The game takes place just as Europe is pushing through and trying to awake from the Dark Ages. Instead of huge countries like England and France, the world is divided up into little counties and fiefdoms. In a few places a county or two have combined to make a larger realm, but there are few over-arching leaders. Even people like the king of England do not truly control all of the country like we think of it today.
One of the coolest parts of the game is that you can play as a big fish or a small fry. One of the most fun games I played so far had me in charge of one single, little providence at the onset. Granted I did not become William the Conqueror, but was able to vastly improve my realm and even expand it through skillful marriages and diplomacy, and one single bloody war. In Crusader Kings, like history, there is no winner though there is a long list of losers. Basically you can be declared the winner, but so long as you improved your country and your family’s fortunes you can consider it a good run.
Interestingly enough, conquest is not the overall goal of the game, though in truth it plays a huge part in what you do. What you really want is prestige, which is your overall respect as seen by the community of nobles that rule the land. You can get prestige by claiming titles like king or duke of a realm, which mostly involves combat.
However, there are other ways to gain prestige and even territories. If you marry and start a family, you can start sending off your daughters and sons to marry people in rival kingdoms, which strengthen your ties with them. Then you can make another leader your vassal, or become their vassal if required. Family relations are very important in the game, and are one thing you have to work on to be successful. If all else fails, you can try to assassinate key people in your family that are blocking your progress, or rival rulers as well.
You also have to improve your relations with the church, which can be seemingly odd considering all the killing and scheming you are doing. But as a Christian ruler, you will need to improve your piety by donating to the church, taking care of the clergy in your realm and fighting in the crusades when asked. You can also gain acceptance by conquering pagan and Muslim-held lands.
Finally, you will have to research technologies and improve your infrastructure. Technological improvements include things like better bows and armor for your troops, as well as societal improvements like defining the rights of secession and inheritance as well as new forms of art and culture. Infrastructure includes improving the road network through your kingdom, and then charging tolls for people to pass on them, and building up industry.
The combat interface will be familiar to those that play Europa Universalis. You march your armies into battle, but then you don’t have any control over the outcome. Normally the better trained, better equipped, better led and larger force will carry the day. Fortifications built in the defending land also play a major factor.
The game keeps your interest by both the ongoing intrigue and also the amazing soundtrack, composed by Inon Zur. GiN interviewed Zur a while back when he was working on the soundtrack for Icewind Dale, and he is without a doubt one of the most talented composers working in the game industry today. He really brings the Dark Ages to life here, with a score that is both inspiring and engaging.

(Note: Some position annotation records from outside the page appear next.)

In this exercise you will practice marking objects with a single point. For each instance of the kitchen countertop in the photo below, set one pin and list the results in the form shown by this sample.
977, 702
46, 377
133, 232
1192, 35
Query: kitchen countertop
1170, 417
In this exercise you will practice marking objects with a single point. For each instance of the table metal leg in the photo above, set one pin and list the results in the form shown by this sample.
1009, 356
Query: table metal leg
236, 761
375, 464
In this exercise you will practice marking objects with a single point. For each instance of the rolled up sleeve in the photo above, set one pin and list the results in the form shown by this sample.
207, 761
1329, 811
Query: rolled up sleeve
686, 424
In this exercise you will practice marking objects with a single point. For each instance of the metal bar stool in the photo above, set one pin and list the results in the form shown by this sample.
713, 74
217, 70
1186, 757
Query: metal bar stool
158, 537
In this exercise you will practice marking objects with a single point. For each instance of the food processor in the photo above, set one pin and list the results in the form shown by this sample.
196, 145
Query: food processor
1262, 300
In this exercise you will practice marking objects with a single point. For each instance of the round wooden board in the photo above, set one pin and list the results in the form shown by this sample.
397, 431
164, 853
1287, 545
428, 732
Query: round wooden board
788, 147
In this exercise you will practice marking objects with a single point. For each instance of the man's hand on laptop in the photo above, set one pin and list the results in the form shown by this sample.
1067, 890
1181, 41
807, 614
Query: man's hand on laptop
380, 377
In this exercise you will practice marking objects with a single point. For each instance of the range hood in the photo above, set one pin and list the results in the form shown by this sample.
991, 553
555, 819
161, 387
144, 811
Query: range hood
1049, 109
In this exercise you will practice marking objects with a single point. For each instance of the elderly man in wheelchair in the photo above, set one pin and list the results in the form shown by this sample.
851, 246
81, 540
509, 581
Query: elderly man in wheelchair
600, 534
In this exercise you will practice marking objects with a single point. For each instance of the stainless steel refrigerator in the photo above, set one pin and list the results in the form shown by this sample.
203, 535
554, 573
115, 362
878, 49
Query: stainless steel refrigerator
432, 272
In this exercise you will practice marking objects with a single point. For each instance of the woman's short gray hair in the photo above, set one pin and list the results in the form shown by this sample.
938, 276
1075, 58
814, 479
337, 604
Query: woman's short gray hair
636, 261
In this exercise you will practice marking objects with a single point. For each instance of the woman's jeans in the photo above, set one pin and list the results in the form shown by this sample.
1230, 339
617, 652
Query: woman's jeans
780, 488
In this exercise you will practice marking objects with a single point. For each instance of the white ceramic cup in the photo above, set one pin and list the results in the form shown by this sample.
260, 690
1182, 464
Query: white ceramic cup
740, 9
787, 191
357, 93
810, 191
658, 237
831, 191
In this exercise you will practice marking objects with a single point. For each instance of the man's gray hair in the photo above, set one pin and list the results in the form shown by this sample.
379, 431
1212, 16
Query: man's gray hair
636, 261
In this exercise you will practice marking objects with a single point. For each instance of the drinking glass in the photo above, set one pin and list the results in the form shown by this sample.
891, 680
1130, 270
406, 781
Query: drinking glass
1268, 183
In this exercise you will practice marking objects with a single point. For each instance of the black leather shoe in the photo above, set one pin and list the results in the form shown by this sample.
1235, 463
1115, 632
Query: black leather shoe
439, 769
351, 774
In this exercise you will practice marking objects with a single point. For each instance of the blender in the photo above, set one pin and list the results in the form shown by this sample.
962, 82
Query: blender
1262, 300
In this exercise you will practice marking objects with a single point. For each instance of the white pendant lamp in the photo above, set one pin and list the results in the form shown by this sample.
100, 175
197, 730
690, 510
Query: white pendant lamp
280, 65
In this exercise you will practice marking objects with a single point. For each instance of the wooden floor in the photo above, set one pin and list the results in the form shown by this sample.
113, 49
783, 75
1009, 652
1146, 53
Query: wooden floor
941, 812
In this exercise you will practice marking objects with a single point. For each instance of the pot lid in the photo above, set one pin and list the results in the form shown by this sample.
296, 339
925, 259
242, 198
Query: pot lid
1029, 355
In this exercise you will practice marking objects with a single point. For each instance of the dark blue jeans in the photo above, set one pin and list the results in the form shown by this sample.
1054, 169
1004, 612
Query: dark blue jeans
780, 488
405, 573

Finally, one of the best parts of the game is that even when it’s over, you can still keep working with the country that has caused you to spend so much of your blood and sweat. If you have gotten things in your realm all shaped up, then you can save your country and then import it into Europa Universalis II, where you can try your hand at continued survival in the Medieval Age.
So Crusader Kings does something I don’t believe any strategy game has done before, and that is creating a way to found a country in one game and then continuing to develop it in another. To follow this chain of events you are probably going to want to clear a weekend, or perhaps take some time off work. The game is also playable over the Internet or a LAN, with a maximum of eight players.
Crusader Kings asks for a lot from players, but it gives a lot in return. Few games are this detailed, but few are also this rewarding. To take a small province of land and its people through the deadly Dark Ages and mold it into one of Europe’s great powers is no easy task, but if you can do it you truly deserve the mantle of Crusader King.